Bacterial vaginosis: frequency

Bacterial vaginosis is the most common type of vaginal infection. In Europe, it is estimated that five in ten women of fertile age are affected. The proportion among pregnant women is 10 to 20 percent. Among women who are treated in a clinic for a sexually transmitted disease, bacterial vaginosis can also be detected in over 30 percent.

Bacterial vaginosis: symptoms

Bacterial vaginosis is very often asymptomatic: around half of the women affected have no symptoms whatsoever.

If bacterial vaginosis causes symptoms, it is primarily an increased, thin or foamy discharge (fluor vaginalis / genitalis) that is gray-whitish in color and smells noticeably "fishy". Amines are responsible for this odor, which is often perceived as unpleasant.
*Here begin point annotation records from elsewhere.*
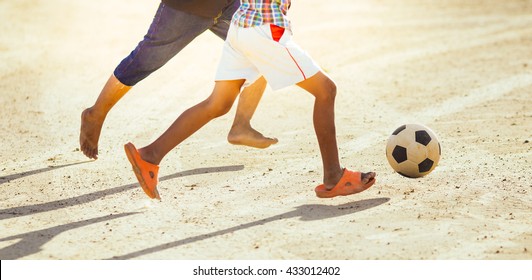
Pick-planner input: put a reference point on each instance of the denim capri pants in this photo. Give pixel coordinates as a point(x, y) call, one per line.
point(170, 31)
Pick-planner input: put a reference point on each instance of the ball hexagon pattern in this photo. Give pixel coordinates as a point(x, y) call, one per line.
point(413, 150)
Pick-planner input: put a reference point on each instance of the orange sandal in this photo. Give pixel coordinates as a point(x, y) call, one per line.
point(146, 172)
point(350, 183)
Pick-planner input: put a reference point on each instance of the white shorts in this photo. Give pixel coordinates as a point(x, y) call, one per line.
point(251, 52)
They arise when Gardnerella - the most important germs in bacterial vaginosis - break down proteins. Often times, the fishy smell intensifies after sex and during menstruation.

Typical signs of inflammation such as redness, burning or itching are usually absent. As a result, some experts insist that bacterial vaginosis is not necessarily bacterial vaginitis.

Occasionally, affected women report painful intercourse (dyspareunia) or urination (dysuria). The inguinal lymph nodes are swollen in bacterial vaginosis only in exceptional cases.

Bacterial vaginosis: causes and risk factors

Bacterial vaginosis is caused by an unbalanced vaginal flora. As a result, germs that can cause disease can spread.

The healthy vaginal flora

The term "vaginal flora" stands for all microorganisms (mainly bacteria) that colonize the vaginal mucosa in healthy women. A healthy vaginal flora consists largely of lactobacilli (Döderlein sticks). They produce lactic acid and thus ensure an acidic environment in the vagina (pH value around 3.8 to 4.4). It is difficult for other germs to multiply or even to survive in them.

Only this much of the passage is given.